Loris Dennis, a third-year law student at Rutgers Law School – Camden, is a social justice scholar focusing on corporate law. She was awarded one of the three Hon. Marie L. Garibaldi Scholarships. “Receiving this scholarship is a great honor to me. Reducing my financial expenses allows me to focus on my academics and to give back to my community and my law school by working as treasurer for the Association of Public Interest, being the managing editor of the Rutgers Law School Journal of Law and Religion and supporting incoming minority students in their law school journey.”
Jibri Douglas, a social justice scholar at Rutgers University Law School – Camden is interested in pursuing civil litigation particularly commercial litigation, bankruptcy, insurance recovery or real estate litigation. They were awarded the Scarinci Hollenbeck Scholarship, given to students who demonstrates a commitment to the advancement of LGBTQ issues. Jibri hopes to continue to represent LGBTQ folks in their pro bono practice. “Being awarded this scholarship affirms that I am on the right track in terms of continuing to fight and advocate for sexual and gender minorities. It also provides an energy boost to continue do the work of representing LGBTQ folks especially at a time like this where we are being legally scrutinized.”
Dominique Perez, a third-year student at Rutgers Law School – Camden, is focused on public interest law. She was awarded one of the Sapphire Awards offered in 2023 in celebration of the Foundation’s 65th anniversary. This award allows her to afford bar prep for 2024 and confirms she is moving in the right direction with her desire to follow her dream of pursuing a field of law that aligns with her passion. “Being a recipient of this generous scholarship will help me pursue unpaid internships and explore externships which relate to public interest and criminal defense which build off of a philosophy, to paraphrase Mahatma Gandhi, that I believe: how we treat the most vulnerable people in our society is a reflection of who we really are, as a society.”

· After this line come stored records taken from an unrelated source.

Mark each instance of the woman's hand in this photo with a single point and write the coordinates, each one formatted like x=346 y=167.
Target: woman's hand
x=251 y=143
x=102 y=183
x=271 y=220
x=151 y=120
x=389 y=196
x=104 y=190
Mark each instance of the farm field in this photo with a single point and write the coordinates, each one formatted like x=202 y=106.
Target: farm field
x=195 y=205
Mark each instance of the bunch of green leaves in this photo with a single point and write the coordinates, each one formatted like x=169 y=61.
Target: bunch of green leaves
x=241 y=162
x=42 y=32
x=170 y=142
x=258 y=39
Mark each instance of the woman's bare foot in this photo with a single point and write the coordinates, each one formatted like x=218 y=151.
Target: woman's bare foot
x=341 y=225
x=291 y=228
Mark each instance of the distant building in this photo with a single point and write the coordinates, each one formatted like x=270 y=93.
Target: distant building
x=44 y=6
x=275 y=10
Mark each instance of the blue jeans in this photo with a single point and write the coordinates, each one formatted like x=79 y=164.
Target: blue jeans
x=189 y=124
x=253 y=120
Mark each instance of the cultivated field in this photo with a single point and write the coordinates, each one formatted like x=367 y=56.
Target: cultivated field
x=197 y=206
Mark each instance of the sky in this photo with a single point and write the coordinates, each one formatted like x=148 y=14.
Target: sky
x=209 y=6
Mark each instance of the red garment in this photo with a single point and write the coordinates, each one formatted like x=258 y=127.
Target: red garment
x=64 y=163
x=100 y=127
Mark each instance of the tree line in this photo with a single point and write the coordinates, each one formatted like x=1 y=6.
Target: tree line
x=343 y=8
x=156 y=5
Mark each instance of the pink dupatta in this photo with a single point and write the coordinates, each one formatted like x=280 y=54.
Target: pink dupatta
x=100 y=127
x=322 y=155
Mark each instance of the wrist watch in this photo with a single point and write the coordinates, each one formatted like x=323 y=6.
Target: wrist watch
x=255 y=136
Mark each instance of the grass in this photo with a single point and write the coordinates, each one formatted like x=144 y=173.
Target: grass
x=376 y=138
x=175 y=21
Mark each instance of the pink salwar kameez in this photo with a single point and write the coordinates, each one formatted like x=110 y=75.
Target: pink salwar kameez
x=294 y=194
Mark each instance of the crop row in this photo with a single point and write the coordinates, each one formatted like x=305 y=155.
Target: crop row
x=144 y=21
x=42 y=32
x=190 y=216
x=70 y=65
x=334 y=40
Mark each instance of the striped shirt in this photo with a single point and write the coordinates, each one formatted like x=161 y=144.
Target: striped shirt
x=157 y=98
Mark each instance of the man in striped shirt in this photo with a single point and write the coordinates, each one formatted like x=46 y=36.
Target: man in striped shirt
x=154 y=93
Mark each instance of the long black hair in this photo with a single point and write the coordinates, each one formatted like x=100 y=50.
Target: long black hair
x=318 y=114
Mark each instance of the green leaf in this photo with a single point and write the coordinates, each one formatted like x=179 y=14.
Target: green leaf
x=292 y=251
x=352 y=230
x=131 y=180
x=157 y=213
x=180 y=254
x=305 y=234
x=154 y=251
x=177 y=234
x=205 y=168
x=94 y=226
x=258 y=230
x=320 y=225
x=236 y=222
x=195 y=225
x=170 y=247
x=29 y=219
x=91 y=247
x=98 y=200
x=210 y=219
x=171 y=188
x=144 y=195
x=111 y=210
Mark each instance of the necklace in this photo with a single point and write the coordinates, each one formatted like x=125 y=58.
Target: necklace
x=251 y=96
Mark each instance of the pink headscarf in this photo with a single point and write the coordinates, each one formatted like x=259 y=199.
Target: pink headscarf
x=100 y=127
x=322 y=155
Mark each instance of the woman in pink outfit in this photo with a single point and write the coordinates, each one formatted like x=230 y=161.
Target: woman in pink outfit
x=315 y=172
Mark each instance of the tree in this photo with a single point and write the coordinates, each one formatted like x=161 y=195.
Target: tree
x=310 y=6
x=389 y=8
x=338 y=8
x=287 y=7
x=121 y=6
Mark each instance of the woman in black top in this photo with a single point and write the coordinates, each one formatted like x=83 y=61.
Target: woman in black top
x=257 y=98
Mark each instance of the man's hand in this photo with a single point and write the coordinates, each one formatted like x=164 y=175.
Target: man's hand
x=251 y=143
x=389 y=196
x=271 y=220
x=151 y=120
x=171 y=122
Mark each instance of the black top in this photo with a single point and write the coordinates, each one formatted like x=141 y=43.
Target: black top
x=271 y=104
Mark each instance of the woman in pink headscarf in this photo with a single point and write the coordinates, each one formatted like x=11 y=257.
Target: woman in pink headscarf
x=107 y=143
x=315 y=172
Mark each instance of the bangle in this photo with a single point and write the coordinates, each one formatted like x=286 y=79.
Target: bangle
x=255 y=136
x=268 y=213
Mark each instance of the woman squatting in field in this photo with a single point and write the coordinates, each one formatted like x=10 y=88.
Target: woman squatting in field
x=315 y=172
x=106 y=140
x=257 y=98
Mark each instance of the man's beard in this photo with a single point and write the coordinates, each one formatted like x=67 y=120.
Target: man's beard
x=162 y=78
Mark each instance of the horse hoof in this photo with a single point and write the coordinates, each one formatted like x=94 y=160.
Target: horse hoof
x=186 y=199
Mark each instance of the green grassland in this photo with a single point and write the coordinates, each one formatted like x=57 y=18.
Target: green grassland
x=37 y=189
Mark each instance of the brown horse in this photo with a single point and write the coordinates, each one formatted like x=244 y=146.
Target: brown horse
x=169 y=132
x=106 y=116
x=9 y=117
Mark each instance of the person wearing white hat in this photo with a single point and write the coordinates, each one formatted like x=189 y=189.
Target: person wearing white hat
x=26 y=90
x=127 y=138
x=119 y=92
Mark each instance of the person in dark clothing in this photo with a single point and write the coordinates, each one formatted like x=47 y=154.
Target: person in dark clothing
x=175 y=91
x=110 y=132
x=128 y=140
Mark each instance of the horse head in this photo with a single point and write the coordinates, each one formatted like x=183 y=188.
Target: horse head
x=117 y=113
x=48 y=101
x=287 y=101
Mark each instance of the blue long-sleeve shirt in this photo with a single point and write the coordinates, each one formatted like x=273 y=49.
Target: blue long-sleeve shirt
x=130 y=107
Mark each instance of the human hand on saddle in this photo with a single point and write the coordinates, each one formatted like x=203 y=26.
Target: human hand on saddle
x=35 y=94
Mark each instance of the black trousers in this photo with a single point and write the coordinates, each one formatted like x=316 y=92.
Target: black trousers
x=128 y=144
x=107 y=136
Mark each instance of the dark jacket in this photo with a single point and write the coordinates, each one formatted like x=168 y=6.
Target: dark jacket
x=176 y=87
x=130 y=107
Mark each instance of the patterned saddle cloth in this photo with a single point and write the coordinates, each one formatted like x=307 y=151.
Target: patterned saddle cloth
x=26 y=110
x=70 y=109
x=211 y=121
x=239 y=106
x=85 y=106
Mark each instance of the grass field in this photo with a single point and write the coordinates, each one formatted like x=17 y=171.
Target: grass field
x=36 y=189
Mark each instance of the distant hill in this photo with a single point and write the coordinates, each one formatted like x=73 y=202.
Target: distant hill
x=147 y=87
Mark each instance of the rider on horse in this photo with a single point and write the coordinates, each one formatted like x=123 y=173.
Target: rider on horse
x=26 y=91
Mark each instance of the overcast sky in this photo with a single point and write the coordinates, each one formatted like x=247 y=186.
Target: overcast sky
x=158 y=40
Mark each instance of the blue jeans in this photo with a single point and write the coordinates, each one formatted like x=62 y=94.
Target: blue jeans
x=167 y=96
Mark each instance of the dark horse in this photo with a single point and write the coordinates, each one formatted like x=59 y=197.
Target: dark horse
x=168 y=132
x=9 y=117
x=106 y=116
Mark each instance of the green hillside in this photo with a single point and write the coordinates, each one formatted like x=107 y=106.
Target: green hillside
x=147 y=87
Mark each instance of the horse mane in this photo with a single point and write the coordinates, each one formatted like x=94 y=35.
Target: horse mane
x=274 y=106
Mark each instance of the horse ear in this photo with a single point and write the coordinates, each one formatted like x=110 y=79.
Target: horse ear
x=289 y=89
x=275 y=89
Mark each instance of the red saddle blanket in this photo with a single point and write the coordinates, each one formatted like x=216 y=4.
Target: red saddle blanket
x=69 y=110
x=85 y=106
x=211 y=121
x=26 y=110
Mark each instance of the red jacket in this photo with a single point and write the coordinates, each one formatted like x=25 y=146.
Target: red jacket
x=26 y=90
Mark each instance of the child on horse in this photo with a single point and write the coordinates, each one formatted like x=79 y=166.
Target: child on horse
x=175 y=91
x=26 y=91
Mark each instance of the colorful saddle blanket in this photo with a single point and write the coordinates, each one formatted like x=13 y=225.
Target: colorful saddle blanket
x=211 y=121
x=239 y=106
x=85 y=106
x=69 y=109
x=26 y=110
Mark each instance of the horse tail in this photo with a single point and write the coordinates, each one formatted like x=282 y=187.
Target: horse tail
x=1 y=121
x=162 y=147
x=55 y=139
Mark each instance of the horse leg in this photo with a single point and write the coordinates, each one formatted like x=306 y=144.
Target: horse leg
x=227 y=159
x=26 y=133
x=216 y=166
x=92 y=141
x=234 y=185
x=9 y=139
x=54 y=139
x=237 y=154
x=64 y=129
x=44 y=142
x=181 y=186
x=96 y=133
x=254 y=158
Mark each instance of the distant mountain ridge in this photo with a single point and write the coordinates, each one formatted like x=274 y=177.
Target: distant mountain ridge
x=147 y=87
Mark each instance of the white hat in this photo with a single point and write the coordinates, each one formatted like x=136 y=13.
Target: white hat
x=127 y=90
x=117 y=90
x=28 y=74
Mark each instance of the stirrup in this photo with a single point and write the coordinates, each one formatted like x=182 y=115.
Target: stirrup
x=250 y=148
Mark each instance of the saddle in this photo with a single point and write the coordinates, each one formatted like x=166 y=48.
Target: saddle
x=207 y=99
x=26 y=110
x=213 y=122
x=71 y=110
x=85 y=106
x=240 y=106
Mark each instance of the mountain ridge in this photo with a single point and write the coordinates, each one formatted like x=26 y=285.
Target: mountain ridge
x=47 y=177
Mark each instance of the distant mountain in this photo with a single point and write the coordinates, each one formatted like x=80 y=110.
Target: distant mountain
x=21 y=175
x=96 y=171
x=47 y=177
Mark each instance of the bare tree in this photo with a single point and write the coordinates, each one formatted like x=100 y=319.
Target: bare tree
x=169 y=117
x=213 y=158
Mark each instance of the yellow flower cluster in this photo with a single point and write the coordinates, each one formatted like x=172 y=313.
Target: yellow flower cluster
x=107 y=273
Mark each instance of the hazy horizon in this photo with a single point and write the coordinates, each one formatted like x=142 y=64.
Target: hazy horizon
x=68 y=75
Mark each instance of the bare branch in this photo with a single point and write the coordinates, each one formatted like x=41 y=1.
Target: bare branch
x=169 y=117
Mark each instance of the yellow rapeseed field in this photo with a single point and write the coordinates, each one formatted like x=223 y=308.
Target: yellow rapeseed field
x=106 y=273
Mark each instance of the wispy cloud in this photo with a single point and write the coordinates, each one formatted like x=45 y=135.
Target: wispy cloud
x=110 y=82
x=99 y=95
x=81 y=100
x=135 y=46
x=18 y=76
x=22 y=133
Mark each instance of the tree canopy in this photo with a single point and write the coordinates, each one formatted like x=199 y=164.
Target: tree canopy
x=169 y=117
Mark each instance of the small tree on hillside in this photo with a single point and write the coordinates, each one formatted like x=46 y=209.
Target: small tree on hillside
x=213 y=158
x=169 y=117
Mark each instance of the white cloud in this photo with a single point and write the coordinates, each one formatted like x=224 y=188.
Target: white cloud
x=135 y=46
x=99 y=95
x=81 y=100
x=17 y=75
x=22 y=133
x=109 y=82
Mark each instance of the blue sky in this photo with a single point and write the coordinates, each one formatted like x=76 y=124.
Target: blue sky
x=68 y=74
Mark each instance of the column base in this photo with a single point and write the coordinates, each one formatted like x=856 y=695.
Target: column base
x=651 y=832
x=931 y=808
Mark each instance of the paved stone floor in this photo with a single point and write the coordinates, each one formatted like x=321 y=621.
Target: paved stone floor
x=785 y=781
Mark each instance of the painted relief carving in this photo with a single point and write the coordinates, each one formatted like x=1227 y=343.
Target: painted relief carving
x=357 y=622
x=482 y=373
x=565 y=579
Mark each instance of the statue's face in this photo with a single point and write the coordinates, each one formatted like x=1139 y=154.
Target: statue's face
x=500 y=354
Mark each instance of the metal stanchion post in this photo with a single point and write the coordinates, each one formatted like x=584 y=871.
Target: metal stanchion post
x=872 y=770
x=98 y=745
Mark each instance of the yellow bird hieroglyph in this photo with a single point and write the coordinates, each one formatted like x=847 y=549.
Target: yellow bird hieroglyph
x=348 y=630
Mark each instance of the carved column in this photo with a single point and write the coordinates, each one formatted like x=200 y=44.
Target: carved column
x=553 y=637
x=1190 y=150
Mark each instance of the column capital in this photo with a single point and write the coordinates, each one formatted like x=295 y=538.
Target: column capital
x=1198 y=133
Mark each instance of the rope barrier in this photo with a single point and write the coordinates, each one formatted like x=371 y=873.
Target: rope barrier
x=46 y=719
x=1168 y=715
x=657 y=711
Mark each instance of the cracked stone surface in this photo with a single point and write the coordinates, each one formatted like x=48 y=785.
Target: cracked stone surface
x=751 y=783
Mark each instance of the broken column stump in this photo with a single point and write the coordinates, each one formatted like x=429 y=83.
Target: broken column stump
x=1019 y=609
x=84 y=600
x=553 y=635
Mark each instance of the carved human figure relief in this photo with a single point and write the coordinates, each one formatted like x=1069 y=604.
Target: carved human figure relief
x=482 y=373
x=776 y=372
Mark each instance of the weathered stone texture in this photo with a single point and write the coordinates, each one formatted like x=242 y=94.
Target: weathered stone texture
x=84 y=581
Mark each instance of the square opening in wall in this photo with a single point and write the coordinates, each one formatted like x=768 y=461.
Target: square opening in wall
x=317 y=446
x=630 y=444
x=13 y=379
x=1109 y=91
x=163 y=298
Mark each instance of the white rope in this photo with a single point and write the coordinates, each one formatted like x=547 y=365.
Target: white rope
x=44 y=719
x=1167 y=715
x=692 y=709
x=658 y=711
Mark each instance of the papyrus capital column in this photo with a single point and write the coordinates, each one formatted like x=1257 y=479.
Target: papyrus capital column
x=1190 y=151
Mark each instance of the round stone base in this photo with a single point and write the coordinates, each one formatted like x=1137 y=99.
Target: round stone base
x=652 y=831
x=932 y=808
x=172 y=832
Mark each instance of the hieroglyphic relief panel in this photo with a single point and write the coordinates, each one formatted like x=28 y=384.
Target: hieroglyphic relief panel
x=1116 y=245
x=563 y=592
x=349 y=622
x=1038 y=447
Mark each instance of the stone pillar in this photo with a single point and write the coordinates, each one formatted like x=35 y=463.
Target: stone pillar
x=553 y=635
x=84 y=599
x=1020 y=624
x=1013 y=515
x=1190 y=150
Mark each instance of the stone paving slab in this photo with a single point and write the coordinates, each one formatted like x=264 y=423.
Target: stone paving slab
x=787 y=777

Alyssa K. Dawson, a third-year student at Seton Hall law School, works full time while attending law school. She received the Matthew E. Beck Criminal Law Scholarship and is focusing on criminal law. When applying for the scholarship, she researched Matthew Beck and found a 2017 article about the creation of the scholarship in which Beck shared, “There are people who are looking at the potential loss of their liberty and the stress and impact that has can consume their lives. I treat those matters in a way that doesn’t just do what is necessary. I’m getting these clients through these moments in their lives that are so challenging.” This resonated with Dawson, who shared that she hopes her work will follow Beck’s approach where “lawyering not just for a result, but for the soul.”